[Date Prev][Date Next][Thread Prev][Thread Next][Date Index][Thread Index]

[LDM #USJ-914724]: LDM on Snow Leopard



Dave,

> Yeah, I might have been the one who originally encountered this
> problem and asked you'all for help with it.

You are (now that you reminded me -- it's truly been a while).

> Apple's lack of response
> has been disappointing.

To say the least.

> Maybe they'll be more responsive during this
> period immediately following Snow Leopard's release, while they try to
> get the bugs out of it. (Either that, or they'll be more overwhelmed
> than usual with bug reports.)

From your fingers to their eyes.  :-)

I suspect that there just aren't that many programs running on Mac OS X 10.4 
(or higher) systems that use fcntl() file-locking and mmap() memory-mapping as 
much as the LDM.

> Unidata's "known bug" entry for this problem notes that there is no
> workaround. That's true in a sense, but if it were strictly true then
> I'd never be able to stop the LDM at all, even when processes hang
> (which eventually some of them do on a semi-regular basis). 

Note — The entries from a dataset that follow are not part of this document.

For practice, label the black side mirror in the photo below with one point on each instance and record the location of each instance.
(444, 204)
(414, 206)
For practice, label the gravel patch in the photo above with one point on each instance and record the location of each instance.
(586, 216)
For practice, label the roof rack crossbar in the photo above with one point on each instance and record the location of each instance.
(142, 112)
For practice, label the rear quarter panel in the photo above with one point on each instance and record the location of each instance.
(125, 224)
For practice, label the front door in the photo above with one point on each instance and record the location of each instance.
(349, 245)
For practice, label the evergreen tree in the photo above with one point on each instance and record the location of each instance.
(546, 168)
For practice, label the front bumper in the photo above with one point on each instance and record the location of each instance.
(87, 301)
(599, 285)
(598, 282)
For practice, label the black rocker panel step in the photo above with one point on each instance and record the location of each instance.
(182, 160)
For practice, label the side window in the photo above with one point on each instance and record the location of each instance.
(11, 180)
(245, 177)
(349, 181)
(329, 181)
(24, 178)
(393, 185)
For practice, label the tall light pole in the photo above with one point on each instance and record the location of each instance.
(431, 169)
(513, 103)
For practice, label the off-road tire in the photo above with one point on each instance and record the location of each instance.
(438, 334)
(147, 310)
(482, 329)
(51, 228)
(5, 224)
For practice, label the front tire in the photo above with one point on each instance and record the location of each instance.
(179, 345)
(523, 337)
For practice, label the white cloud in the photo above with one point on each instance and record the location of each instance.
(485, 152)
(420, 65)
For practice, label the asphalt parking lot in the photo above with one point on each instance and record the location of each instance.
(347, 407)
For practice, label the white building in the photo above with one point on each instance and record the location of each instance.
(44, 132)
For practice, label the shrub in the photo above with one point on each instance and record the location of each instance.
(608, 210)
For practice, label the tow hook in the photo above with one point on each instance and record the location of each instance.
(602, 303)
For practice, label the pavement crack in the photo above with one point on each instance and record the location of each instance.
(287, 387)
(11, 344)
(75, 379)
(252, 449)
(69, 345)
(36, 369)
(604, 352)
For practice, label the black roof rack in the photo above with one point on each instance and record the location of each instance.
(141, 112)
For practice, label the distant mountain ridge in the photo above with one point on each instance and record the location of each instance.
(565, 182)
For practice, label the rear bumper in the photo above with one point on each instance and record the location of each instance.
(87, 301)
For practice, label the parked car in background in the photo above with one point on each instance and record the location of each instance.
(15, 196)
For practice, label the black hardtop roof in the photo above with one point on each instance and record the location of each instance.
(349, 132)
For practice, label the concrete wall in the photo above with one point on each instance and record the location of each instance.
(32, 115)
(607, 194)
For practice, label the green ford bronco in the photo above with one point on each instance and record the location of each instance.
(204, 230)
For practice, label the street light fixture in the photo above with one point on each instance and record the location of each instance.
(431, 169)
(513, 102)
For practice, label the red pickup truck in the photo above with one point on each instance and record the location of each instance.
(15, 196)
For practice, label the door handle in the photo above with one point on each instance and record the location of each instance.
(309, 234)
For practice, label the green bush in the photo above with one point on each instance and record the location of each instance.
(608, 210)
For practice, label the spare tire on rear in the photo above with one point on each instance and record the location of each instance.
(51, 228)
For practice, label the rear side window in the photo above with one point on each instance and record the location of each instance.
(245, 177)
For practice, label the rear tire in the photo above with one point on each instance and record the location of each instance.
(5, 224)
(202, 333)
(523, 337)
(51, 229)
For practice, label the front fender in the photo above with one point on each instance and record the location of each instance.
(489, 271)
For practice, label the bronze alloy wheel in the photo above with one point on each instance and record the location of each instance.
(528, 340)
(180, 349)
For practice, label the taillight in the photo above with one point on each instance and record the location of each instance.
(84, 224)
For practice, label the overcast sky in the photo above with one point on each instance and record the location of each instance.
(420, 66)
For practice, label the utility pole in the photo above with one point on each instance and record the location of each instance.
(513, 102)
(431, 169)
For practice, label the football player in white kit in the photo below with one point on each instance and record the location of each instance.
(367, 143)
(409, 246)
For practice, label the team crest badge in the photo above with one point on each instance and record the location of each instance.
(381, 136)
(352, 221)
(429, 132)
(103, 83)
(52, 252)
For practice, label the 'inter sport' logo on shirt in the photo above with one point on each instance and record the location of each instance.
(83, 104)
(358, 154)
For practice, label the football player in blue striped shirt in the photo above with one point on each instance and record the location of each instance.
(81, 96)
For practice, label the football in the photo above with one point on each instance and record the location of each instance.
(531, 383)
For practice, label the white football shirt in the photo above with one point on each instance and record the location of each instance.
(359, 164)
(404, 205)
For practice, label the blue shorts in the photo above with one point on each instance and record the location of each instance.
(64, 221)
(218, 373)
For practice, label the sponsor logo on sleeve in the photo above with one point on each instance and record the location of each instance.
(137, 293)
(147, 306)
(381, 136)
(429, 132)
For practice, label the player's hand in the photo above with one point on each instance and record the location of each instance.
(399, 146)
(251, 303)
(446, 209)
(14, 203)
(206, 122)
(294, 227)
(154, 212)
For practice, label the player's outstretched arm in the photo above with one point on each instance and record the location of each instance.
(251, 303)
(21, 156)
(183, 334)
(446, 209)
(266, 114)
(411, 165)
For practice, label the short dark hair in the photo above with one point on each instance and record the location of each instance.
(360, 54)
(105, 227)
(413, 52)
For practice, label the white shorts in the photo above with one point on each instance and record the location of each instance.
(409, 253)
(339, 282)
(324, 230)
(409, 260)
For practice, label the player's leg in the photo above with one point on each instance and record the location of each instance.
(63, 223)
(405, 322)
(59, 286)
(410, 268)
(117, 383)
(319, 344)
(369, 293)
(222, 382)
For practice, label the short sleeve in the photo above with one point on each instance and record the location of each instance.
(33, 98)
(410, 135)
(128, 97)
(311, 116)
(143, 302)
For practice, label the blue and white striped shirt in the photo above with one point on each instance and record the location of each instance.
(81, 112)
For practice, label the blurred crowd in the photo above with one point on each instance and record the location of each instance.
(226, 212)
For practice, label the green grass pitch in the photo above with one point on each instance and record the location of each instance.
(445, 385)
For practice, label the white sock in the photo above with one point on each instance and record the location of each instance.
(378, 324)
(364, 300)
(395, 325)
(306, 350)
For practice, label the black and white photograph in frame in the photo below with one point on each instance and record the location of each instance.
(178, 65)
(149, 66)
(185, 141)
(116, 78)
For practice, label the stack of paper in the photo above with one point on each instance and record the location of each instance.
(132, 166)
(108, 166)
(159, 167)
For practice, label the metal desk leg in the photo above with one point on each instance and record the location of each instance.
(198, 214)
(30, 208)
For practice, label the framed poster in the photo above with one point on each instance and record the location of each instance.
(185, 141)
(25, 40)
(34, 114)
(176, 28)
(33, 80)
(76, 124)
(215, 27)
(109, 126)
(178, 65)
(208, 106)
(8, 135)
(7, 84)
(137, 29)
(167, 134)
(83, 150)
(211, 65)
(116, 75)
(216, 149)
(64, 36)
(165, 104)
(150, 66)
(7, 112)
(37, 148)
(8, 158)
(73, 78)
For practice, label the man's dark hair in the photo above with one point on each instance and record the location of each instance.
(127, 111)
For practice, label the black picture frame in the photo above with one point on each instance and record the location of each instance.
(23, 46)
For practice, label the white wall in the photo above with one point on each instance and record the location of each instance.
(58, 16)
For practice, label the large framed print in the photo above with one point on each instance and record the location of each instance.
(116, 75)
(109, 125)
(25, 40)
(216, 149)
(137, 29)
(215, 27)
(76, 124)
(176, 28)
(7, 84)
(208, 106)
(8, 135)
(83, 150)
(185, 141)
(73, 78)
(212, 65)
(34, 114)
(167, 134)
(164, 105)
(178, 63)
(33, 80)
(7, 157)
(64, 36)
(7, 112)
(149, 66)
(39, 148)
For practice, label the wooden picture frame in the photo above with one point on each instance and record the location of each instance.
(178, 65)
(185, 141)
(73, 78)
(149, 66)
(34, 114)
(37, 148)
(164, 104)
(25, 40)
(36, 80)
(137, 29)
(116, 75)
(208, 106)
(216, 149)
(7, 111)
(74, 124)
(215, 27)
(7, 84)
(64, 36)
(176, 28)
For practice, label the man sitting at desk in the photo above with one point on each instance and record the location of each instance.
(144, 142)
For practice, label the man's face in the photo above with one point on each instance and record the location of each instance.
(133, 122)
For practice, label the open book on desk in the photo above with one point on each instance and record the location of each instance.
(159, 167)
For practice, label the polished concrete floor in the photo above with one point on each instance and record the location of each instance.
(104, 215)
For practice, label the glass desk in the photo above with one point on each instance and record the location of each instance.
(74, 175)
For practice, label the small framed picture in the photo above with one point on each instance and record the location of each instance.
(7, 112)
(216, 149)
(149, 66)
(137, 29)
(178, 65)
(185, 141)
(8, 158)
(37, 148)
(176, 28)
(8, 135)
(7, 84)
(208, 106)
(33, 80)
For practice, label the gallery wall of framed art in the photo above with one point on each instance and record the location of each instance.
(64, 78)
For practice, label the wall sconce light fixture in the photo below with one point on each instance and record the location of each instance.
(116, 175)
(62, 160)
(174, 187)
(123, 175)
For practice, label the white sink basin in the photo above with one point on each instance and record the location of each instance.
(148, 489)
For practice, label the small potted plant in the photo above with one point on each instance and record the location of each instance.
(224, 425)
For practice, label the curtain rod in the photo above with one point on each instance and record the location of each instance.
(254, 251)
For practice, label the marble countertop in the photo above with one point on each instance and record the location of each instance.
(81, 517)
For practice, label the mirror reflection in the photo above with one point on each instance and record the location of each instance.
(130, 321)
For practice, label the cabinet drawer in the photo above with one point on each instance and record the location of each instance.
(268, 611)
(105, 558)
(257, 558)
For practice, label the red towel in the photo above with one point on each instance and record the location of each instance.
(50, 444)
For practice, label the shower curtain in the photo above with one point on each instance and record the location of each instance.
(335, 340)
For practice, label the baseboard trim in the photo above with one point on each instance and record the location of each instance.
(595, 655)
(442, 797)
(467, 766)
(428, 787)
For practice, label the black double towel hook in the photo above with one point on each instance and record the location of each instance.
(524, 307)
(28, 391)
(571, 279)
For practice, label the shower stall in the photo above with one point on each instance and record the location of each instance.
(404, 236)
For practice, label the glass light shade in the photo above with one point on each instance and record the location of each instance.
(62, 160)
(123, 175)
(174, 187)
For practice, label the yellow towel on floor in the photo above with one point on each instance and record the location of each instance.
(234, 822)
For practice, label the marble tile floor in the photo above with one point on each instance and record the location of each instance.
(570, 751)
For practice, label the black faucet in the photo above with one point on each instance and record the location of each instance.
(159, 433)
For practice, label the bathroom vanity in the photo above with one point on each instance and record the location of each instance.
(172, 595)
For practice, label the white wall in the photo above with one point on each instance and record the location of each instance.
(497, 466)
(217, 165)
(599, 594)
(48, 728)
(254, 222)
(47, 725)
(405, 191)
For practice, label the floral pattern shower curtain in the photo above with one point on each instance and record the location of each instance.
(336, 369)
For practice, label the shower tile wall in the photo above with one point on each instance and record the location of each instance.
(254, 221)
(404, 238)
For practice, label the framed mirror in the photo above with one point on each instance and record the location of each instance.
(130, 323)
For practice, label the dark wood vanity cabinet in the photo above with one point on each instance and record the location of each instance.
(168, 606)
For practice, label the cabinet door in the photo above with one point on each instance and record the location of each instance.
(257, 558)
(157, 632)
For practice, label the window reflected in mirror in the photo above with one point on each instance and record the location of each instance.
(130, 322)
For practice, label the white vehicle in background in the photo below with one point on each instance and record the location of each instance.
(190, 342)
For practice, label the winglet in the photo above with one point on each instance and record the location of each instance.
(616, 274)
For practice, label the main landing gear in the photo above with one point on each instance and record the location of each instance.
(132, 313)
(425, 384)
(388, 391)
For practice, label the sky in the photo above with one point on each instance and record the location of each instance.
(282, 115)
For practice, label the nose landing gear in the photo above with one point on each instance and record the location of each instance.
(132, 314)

I think a hung downstream LDM will, nevertheless, terminate upon reception of a 
SIGTERM, which is what the top-level LDM server sends all child processes when 
it's told to terminate.  I could be wrong, however.  One thing I have noticed 
is that attaching to the hung process with gdb(1) and then exiting gdb(1) will 
free the process from its hung state.  I'm at a loss to understand how that 
happens without intervention by the operating system.

> I've
> written scripts that try to deal with the inability to run "ldmadmin
> stop" to stop the LDM; maybe you could comment on whether or not I've
> got the bases covered acceptably:
> 
> (1) Run "ldmadmin stop", redirecting the output to a file.
> 
> (2) Check that file for the word "isn't" (as in "the LDM isnt
> running", or something like that).
> 
> (3a) If the LDM isn't running, check to see if there's a ldmd.pid
> file.
> -- If there's no ldmd.pid file, run pqcat & pqcheck, then run
> "ldmadmin clean".
> 
> (3b) If the LDM is running, wait 30 seconds to give it a chance to
> shut down. (This is typically doomed, at least for some rpc processes.)

Maybe you should give it a minute.

> (4) Get a list of pids for rpc processes owned by the ldm account.
> 
> (5) If this list isn't empty:
> --  Run "kill -9" on them all.
> --  Run "ldmadmin clean".
> --  Run pqcat and pqcheck.  If this doesn't produce a "tallied
> consistent" message, run "ldmadmin delqueue" and "ldmadmin mkqueue".
> 
> (6) Run "ldmadmin start".

This procedure should result in a restarted LDM.  I just wish it wasn't 
necessary.

> (Script attached.)
> 
> -- Dave

Regards,
Steve Emmerson

Ticket Details
===================
Ticket ID: USJ-914724
Department: Support LDM
Priority: Normal
Status: Closed